The younger generation may know her only as a close friend of Michael Jackson, but Elizabeth Taylor was always so much more than that.
The American Film Institute ranked Taylor #7 on its list of the top 25 female movie stars of all time — behind only Katharine Hepburn, Bette Davis, Audrey Hepburn, Ingrid Bergman, Greta Garbo and Marilyn Monroe.
She was never, as she herself said, the most talented actress, but she may have been the greatest movie star of her time.
With a list of film credits that included two Oscars for Best Actress ("Butterfield 8" in 1961 and "Who's Afraid of Virginia Woolf?" — which is probably my favorite of her films — in 1967) as well as participation in and recognition for many other movies — not to mention a personal life that was always in the spotlight, whether it was because of her numerous and often turbulent marriages, the tragedies she had to endure or the health issues that ultimately ended her life — it would be hard to argue the point.
For more than half a century, Taylor thrived in a media glare that proved to be too much for many of her contemporaries. She survived the same excesses that killed her two–time husband, Richard Burton, nearly 30 years ago. She turned the tragedy of her friend Rock Hudson's death from AIDS into a fundraising triumph in the fight against the disease.
I have to believe that, with Taylor's death at the age of 79, there must be a portion of the paparazzi population that now must find some other celebrity about whom to photograph and write.
In recent years, the Liz Taylor beat couldn't have been too lucrative.
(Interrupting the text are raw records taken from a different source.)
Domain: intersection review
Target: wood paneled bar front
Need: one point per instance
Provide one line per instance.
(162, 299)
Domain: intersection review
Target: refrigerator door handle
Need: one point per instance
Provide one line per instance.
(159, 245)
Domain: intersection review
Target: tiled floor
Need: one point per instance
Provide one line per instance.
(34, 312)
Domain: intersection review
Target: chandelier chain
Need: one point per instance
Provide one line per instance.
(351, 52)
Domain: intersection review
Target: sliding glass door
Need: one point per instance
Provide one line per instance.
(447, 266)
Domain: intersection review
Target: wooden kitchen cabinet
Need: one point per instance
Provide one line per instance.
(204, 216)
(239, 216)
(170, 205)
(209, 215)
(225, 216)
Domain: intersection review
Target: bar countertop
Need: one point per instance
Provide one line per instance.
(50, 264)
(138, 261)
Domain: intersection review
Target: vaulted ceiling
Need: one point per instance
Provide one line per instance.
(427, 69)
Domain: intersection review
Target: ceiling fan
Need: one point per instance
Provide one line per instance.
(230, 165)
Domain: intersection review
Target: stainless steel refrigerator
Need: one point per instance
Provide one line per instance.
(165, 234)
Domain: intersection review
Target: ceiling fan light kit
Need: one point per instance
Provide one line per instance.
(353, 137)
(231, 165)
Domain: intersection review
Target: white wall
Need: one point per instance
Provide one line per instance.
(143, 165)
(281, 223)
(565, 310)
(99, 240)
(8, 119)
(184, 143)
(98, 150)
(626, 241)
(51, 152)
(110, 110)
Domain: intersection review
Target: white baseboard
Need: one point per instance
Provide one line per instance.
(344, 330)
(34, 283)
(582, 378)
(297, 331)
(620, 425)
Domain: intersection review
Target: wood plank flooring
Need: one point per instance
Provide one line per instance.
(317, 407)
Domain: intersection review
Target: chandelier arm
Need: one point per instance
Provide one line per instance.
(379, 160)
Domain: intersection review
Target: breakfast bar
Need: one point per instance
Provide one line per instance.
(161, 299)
She spent her last years living a reclusive sort of life, reportedly spending much of her time in a wheelchair — a condition that was decidedly at odds with the youthful, vigorous image so many people remembered in "National Velvet" and "Father of the Bride."
I'm sure that isn't the kind of image she ever wanted to leave with the public. Better that they should remember her when she was young and people often said she was the most beautiful woman who ever walked the earth.
Incidentally, Turner Classic Movies has announced that it will air a 24–hour tribute to Taylor on Sunday, April 10.
Her Oscar–winning performances will be shown back to back starting at 7 p.m. (Central).